L’Encyclopédie/1re édition/TOURNECASE Jeu du

La bibliothèque libre.

TOURNECASE Jeu du, s. m. l’étymologie du nom de ce jeu, vient de la maniere dont on le joue, puisque l’on ne prend que trois dames chacun, que l’on conduit suivant les nombres amenés, jusqu’à ce qu’on ait fait une case, c’est-à-dire, jusqu’à ce qu’on ait mis ces trois dames sur la derniere fleche du coin ; & comme cette case est faite avec trois dames, & qu’il faut pour gagner que les trois dames soient accouplées l’une sur l’autre, ainsi ce jeu se nomme tournecase, qui ne signifie autre chose, sinon le jeu de la case à trois dames. On nomme les dés à ce jeu comme au trictrac & au reversier ; il faut pousser le dez fort, afin qu’il batte la bande de votre homme. Après avoir mis trois dames à part pour jouer, si vous gagnez le dez vous jouez, & si vous faites d’abord six & cinq, vous ne pouvez jouer que le cinq, parce que c’est une regle, en ce qu’on ne peut jamais jouer que le plus bas nombre. Si vous faites sonné après avoir fait six & cinq, vous n’en pouvez jouer qu’un, & vous êtes obligé de le jouer avec la même dame dont vous avez déja joué un cinq ; parce que si vous le jouiez avec un autre dame, il faudroit passer par-dessus celle dont vous auriez joué le cinq, ce qui n’est pas permis dans ce jeu, par la raison qu’il faut que les dames se suivent & marchent l’une aprés l’autre.

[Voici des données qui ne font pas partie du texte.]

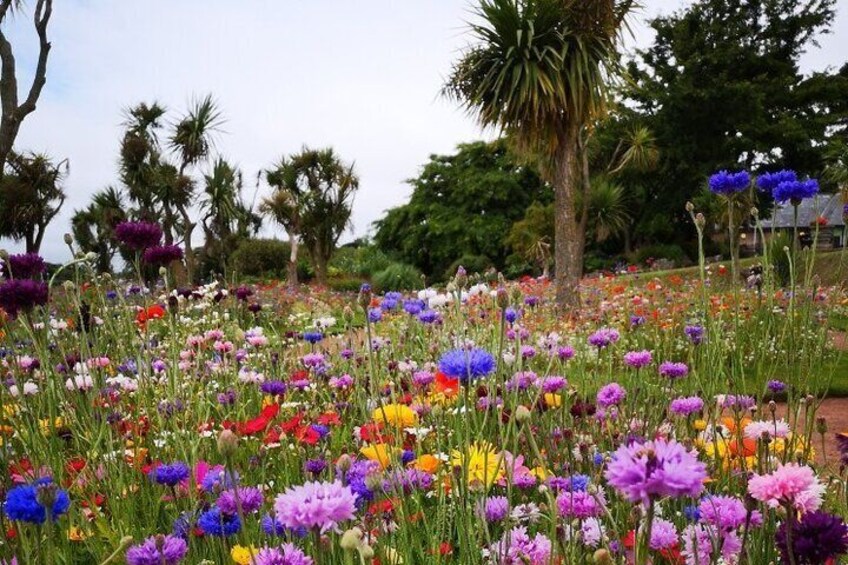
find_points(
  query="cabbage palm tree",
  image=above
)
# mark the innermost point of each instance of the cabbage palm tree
(539, 71)
(192, 140)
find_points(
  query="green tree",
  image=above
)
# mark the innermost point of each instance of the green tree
(313, 200)
(540, 71)
(31, 195)
(93, 227)
(721, 88)
(461, 205)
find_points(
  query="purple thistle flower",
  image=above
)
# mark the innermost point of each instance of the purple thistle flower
(138, 236)
(159, 255)
(171, 474)
(646, 471)
(25, 266)
(673, 371)
(158, 550)
(638, 359)
(687, 405)
(19, 295)
(315, 505)
(817, 537)
(610, 395)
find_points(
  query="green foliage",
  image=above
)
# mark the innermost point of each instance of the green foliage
(461, 204)
(671, 252)
(398, 276)
(260, 257)
(31, 195)
(721, 88)
(473, 264)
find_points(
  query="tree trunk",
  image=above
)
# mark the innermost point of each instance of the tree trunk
(568, 247)
(292, 269)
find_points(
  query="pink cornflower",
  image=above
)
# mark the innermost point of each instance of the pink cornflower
(315, 505)
(792, 484)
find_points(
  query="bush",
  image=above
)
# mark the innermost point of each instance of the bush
(398, 276)
(670, 252)
(472, 264)
(267, 258)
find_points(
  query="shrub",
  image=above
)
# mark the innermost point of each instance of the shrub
(398, 276)
(472, 264)
(670, 252)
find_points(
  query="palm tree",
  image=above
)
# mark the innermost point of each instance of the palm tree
(31, 195)
(313, 200)
(226, 218)
(93, 227)
(539, 72)
(192, 140)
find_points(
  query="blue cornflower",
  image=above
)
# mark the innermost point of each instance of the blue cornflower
(795, 191)
(727, 183)
(466, 364)
(22, 502)
(313, 336)
(171, 474)
(768, 182)
(413, 306)
(215, 523)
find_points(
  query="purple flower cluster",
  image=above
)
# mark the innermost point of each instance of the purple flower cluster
(727, 183)
(138, 236)
(647, 471)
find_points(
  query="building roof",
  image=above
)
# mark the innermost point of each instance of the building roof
(828, 206)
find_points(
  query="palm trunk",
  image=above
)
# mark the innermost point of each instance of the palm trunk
(568, 247)
(292, 270)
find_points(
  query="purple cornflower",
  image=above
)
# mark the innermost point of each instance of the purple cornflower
(552, 384)
(673, 370)
(663, 535)
(171, 474)
(695, 334)
(817, 537)
(723, 512)
(17, 295)
(465, 364)
(638, 359)
(726, 183)
(739, 402)
(493, 509)
(25, 266)
(604, 337)
(138, 236)
(287, 554)
(686, 405)
(158, 550)
(162, 254)
(249, 498)
(646, 471)
(610, 395)
(315, 505)
(580, 504)
(776, 387)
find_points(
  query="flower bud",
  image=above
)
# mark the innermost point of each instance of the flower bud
(227, 443)
(351, 539)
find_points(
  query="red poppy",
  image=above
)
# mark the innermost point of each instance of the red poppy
(154, 312)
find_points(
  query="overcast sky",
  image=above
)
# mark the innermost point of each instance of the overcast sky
(362, 76)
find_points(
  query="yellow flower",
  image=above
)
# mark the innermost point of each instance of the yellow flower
(380, 452)
(482, 464)
(243, 555)
(396, 414)
(553, 400)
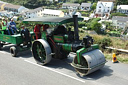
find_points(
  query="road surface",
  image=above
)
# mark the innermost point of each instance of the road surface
(23, 70)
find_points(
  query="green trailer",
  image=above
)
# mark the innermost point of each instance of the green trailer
(59, 42)
(17, 40)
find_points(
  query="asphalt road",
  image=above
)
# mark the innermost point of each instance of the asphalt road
(23, 70)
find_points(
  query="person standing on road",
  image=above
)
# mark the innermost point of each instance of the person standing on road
(13, 25)
(26, 36)
(4, 25)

Comme les deux joueurs jouent & marchent également dans la même table & vis-à-vis l’un de l’autre, chaque fois que le nombre du dez porte une dame sur une fleche qui se rencontre vis-à-vis de celle où il y a une dame de celui contre qui l’on joue, cette dame est battue, & il est obligé de la prendre & de rentrer dans le jeu.

En ce jeu l’on bat malgré soi, parce que l’on est toujours obligé de jouer le plus petit nombre, & outre cela on ne peut point passer une dame par-dessus l’autre comme nous l’avons déja dit, ce qui fait que l’on joue souvent beaucoup de coups inutiles, sur-tout quand on a amené & conduit ses dames ; savoir, l’une dans un coin, & les deux autres tout contre, de maniere qu’on ne peut les mettre sur le coin, qu’en faisant un as & puis un deux. L’on souhaite alors d’être battu pour sortir de cette gêne.

En ce jeu, le coin de repos est la douzieme case ; on le nomme coin de repos, parce que les dames qui font une fois entrées sont en sureté, & ne peuvent plus être battues. C’est un grand avantage pour celui qui y en met une le premier. Celui qui a mis le plutôt ses trois dames dans son coin, a gagné la partie ; & s’il les y mettoit toutes trois avant que son homme y en eût mis une, il gagneroit double, si l’on en est convenu.